I wake up and my whole body aches. It is a lot better then yesterday though. I start to get up when I realize that I am not wearing anything. I took my armor off to put on the cream! Oh my gosh! The voice was watching me while I slept. I rush to grab my armor and slip it back on as fast as humanly possible. I am so grateful he doesn't say anything. Everything hurts a little more from all that movement. I hope the areas under my armor don't need anymore cream. They shouldn't it wasn't too bad under there. I reapply the cream to my hands, face, and neck. It stings a little but nothing compared to last night. I go to my backpack and take out a water bottle. I am beyond thirsty. I also eat some of the nuts and fruit. I feel so much better now. I slowly get up. I grab my backpack and start moving. Everything I just are comes right back up. I sit down on the floor again. Okay, so maybe I'm not ready to move again. I glance nervously at the walls. I really should be moving, at any moment the pink mist could come back. The thought makes me cringe. I don't think I could survive that again. All that pain. I don't even think I have enough cream for afterwards. So that's it then, I have to move no matter how bad it makes me feel. I take another sip of water to get the taste of puke out of my mouth. I get up again but this time even more slowly. I take carful steps. It is agonizing to go this slow but I don't want to vomit again. By the time I get to the end of the hallway I am breathing heavy and sweating. I sit down just around the corner. I hope there are no more tubes in this hallway cause I can't walk anymore.
I lay down and sleep.

I feel so much better! There is no more pain unless I touch my hands or face. My hands are still scared and red, I can't help but imagine what my face looks like. I get up and my legs still feel a little wobbly but I make it a couple feet before I need a rest. Yay, I walked I couple feet. Such an accomplishment. I would eat but I do not want a repeat of earlier. I settle for a little water instead. I get up and start walking again. I don't allow my self to rest until I have made at least five turns. Then I get up and do it again. This is absolutely useless! How am I ever going fund my way out if I have to take rests every five minutes.

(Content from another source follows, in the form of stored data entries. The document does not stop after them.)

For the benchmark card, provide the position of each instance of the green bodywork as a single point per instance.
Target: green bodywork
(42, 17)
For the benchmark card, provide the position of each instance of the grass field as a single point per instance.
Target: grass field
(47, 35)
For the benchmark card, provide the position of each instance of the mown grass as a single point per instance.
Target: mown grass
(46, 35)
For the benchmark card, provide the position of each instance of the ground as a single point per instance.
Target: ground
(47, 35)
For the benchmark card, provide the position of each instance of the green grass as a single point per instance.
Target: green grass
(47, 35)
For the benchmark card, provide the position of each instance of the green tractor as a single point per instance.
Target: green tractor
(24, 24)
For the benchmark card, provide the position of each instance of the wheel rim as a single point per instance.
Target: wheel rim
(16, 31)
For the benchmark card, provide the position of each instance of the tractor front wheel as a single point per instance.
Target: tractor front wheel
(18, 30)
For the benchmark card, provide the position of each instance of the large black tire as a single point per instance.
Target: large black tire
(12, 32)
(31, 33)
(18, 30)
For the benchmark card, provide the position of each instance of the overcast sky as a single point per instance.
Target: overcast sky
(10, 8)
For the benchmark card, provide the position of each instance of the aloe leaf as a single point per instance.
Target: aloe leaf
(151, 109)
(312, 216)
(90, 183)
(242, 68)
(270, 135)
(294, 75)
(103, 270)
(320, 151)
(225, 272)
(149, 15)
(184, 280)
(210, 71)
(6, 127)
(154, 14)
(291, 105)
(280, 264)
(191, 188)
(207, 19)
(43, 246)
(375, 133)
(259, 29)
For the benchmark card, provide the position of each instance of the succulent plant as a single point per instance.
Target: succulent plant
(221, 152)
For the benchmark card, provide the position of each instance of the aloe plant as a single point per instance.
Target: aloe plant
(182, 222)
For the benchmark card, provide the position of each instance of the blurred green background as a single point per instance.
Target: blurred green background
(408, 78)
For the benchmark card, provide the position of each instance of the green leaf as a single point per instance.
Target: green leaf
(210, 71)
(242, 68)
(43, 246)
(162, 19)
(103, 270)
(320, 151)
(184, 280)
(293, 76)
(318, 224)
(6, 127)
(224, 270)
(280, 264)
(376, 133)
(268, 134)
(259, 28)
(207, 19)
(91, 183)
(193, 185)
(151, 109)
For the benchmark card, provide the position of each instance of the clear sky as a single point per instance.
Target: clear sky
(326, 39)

What of I am not supposed to get out?
The thought creeps up on me and makes me shivers. He did mention there were others but I have never heard of anything like this, which means they didn't escape. What if he just wants to see how long I last. Even worse what if its like a group of sick people taking bets on when I will die. That's awful! How could they do that.
Calm down. I think, you don't even know that's what it is happening. I need to think positively. I mean I have never really paid attention to the news or anything. Just because you didn't hear a about it doesn't mean it hasn't happened. Besides we could be in another country, I could be his first victim from the U.S. That would make sense, right?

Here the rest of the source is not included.